5) Peter realizes what Jesus means. Not the deep but the places of moderate depth are the right ones for fishing; not the broad daylight but the nighttime is the best for fishing. And he is certainly susceptible to the opinion of the crowds on the shore. Luke never uses “Rabbi” but always the vocative ἐπιστάτα as the address to Jesus, “Master,” one standing over others. Peter has a word for the second of the indicated considerations: “having labored through the whole night, we took not a thing.” Jesus did not perhaps know that. Peter is not raising an objection as though he were refusing Jesus; he is uttering a misgiving, for he and his helpers worked in the best places of the lake at the best time and continued their labor many hours with absolute failure. Jesus was asking much of Peter, and by this word Peter shows how strongly he felt it.

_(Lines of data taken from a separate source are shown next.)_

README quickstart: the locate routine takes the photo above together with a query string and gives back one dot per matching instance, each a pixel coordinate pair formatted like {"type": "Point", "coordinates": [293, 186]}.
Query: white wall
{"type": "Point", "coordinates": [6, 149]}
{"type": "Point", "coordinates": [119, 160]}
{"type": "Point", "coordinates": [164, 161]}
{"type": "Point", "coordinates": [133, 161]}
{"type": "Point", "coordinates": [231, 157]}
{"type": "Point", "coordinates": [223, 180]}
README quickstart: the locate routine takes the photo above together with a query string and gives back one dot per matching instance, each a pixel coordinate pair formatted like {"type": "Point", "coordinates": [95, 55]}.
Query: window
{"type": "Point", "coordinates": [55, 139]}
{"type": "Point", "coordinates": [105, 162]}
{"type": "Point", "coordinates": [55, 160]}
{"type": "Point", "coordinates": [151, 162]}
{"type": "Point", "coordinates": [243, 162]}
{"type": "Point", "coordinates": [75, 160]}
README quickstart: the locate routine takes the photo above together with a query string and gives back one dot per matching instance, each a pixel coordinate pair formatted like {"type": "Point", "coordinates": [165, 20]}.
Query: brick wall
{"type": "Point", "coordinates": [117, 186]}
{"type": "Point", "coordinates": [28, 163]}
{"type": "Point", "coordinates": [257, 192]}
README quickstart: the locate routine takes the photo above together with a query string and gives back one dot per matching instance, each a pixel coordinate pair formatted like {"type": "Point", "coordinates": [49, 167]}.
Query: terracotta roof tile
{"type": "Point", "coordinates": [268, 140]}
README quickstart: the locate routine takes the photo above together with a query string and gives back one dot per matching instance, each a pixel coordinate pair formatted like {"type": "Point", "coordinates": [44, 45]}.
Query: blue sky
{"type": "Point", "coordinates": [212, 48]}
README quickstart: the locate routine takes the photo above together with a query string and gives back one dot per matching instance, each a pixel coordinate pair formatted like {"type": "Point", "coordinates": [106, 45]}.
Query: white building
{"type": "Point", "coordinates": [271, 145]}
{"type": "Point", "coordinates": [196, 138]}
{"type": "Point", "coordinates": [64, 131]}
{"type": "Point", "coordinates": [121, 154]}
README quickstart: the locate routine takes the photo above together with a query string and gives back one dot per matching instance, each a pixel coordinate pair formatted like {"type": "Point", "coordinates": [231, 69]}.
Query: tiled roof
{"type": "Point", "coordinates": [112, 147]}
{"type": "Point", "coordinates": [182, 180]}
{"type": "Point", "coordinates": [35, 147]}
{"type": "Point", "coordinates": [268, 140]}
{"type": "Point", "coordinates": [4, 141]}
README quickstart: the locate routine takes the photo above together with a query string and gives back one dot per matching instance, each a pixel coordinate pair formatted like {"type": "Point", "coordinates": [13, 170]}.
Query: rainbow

Peter declares that he will obey. The emphasis is on the phrase, which is put forward for that reason: “on thy utterance” will I lower the nets, and ῥῆμα refers to the mere speaking of Jesus. He intends to say, “The fact that thou hast spoken commands my will.” That is exactly what Jesus wanted: Peter was to drop everything else and to throw himself absolutely on his Lord’s utterance alone. Yea, he was to go counter to all his own experience, science, wisdom, reason, or what not, including all that men might say and to hold to only one thing, his Lord’s word. It was a great test of genuine faith in whatever Jesus might say; on top of that it was to be an unforgettable experience for Peter to have absolute confidence in his Lord’s word in all his future apostolic work. And Peter’s experience is set down for us so that in us, too, layman and preacher, it may produce the same effect. It is thus that faith overcomes the world, the faith that conquers by the Word and by nothing but the Word. The weakness of our believing and of our preaching lies in not taking Jesus altogether at his word.

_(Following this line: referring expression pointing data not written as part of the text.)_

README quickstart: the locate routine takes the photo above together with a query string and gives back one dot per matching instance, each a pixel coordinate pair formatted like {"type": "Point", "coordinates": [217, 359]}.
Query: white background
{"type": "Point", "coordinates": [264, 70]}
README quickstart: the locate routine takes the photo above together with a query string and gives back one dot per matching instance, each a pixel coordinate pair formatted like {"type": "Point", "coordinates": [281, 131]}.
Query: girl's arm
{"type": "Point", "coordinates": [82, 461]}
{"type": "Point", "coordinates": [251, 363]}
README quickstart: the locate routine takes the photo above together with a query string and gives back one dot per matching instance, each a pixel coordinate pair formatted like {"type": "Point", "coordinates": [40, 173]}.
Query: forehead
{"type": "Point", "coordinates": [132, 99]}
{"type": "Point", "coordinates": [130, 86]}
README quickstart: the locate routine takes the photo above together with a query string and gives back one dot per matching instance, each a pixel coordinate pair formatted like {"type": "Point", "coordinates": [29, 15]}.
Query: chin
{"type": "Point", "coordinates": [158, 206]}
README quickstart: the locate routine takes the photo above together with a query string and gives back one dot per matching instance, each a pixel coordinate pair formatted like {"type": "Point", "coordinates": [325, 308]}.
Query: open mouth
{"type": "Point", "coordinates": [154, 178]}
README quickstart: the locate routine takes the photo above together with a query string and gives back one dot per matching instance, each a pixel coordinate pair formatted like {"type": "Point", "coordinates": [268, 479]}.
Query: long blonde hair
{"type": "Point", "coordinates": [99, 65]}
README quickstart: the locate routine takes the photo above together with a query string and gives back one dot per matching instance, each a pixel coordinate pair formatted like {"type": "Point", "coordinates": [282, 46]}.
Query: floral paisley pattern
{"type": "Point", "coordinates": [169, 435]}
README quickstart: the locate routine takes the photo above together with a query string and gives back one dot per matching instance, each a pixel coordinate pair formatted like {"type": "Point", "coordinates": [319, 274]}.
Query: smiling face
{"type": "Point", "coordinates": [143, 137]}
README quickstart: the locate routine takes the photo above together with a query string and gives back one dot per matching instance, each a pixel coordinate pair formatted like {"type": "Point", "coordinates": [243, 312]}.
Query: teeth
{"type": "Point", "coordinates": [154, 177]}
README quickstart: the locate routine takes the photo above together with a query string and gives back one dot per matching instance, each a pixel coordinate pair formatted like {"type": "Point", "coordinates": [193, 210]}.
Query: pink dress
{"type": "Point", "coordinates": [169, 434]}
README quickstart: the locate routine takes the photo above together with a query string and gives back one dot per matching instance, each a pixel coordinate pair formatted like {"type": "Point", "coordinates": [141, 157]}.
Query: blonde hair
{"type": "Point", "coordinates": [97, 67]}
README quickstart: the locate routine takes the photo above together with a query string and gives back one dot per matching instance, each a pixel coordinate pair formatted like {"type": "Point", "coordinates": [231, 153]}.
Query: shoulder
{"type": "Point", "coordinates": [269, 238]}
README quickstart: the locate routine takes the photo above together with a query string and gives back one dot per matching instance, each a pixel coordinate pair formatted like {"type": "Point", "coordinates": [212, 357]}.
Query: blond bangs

Peter says “I will lower,” for the boat is his, and he is in command. Jesus uses the singular “put out” and then the plural “lower your nets.” So from the start Peter had his men with him in the boat, which was of good size, for it at times carried all the disciples and Jesus. We are not certain whether Andrew was there too, for he is not mentioned in the entire account. Note also the plural “nets.” These required several men to handle them.
This was an ocular demonstration of the power of Jesus’ word. When Jesus sat in the boat teaching, the power of what he spoke was invisible. Who could see that the mountains of ignorance were removed, that the flinty hearts were made like butter by contrition, that the new, immortal spiritual life of faith was coming into existence, that the frightful, crushing guilt and sin were blown away as far as the east is from the west? Spiritual things are invisible, nobody’s eyes see that they are wrought.